From: Lai Jiangshan <jiangshan.ljs@antgroup.com>
Currently the rescuer keeps looping until all work on a PWQ is done, and
this may hurt fairness among PWQs, as the rescuer could remain stuck on
one PWQ indefinitely.
Introduce RESCUER_BATCH to control the maximum number of work items the
rescuer processes in each turn, and move on to other PWQs when the limit
is reached.
Signed-off-by: Lai Jiangshan <jiangshan.ljs@antgroup.com>
---
kernel/workqueue.c | 31 ++++++++++++++++++++++++++++---
1 file changed, 28 insertions(+), 3 deletions(-)
diff --git a/kernel/workqueue.c b/kernel/workqueue.c
index 06cd3d6ff7e1..7cec9755b4e1 100644
--- a/kernel/workqueue.c
+++ b/kernel/workqueue.c
@@ -117,6 +117,8 @@ enum wq_internal_consts {
MAYDAY_INTERVAL = HZ / 10, /* and then every 100ms */
CREATE_COOLDOWN = HZ, /* time to breath after fail */
+ RESCUER_BATCH = 16, /* process items per turn */
+
/*
* Rescue workers are used only on emergencies and shared by
* all cpus.

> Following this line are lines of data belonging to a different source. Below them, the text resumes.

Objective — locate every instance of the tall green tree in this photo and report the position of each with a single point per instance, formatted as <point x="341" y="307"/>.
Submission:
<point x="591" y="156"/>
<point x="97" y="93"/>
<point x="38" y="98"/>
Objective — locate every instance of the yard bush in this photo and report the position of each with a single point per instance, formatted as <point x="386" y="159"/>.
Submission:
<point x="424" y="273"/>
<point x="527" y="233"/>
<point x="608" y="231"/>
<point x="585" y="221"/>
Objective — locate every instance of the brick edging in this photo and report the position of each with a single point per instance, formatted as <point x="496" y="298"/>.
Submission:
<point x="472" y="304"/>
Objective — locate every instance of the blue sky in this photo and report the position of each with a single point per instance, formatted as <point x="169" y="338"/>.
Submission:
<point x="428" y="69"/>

Give MIN_NICE.
@@ -3450,7 +3452,15 @@ static int worker_thread(void *__worker)
goto woke_up;
}
-static bool assign_rescuer_work(struct pool_workqueue *pwq, struct worker *rescuer)
+/*
+ * Try to assign one work item from @pwq to @rescuer.
+ *
+ * Returns true if a work item was successfully assigned, false otherwise.
+ * If @throttled and other PWQs are in mayday, requeue mayday for this PWQ
+ * and let the rescuer handle other PWQs first.

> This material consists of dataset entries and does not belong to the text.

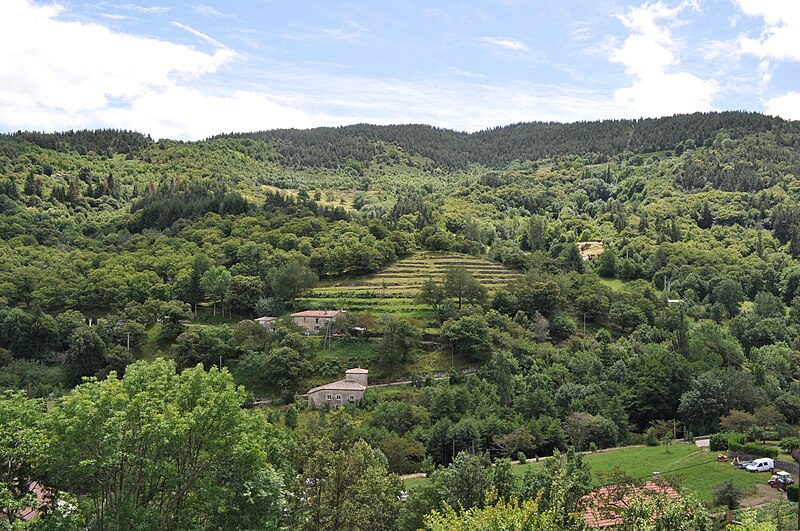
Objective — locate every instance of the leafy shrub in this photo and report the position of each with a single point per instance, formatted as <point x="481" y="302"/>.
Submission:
<point x="718" y="442"/>
<point x="727" y="494"/>
<point x="650" y="437"/>
<point x="793" y="493"/>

+ * If this is the only PWQ in mayday, process it regardless of @throttled.
+ */
+static bool assign_rescuer_work(struct pool_workqueue *pwq, struct worker *rescuer, bool throttled)
{
struct worker_pool *pool = pwq->pool;
struct work_struct *cursor = &pwq->mayday_cursor;
@@ -3471,7 +3481,21 @@ static bool assign_rescuer_work(struct pool_workqueue *pwq, struct worker *rescu
/* find the next work item to rescue */
list_for_each_entry_safe_from(work, n, &pool->worklist, entry) {
- if (get_work_pwq(work) == pwq && assign_work(work, rescuer, &n)) {
+ if (get_work_pwq(work) != pwq)
+ continue;
+ /*
+ * If throttled, update the cursor, requeue a mayday for this
+ * PWQ, and move on to other PWQs. If there are no other PWQs
+ * in mayday, continue processing this one.
+ */
+ if (throttled && !list_empty(&pwq->wq->maydays)) {
+ list_add_tail(&cursor->entry, &work->entry);
+ raw_spin_lock(&wq_mayday_lock); /* for wq->maydays */
+ send_mayday(work);
+ raw_spin_unlock(&wq_mayday_lock);
+ return false;
+ }
+ if (assign_work(work, rescuer, &n)) {
pwq->stats[PWQ_STAT_RESCUED]++;
/* put the cursor for next search */
list_add_tail(&cursor->entry, &n->entry);
@@ -3536,6 +3560,7 @@ static int rescuer_thread(void *__rescuer)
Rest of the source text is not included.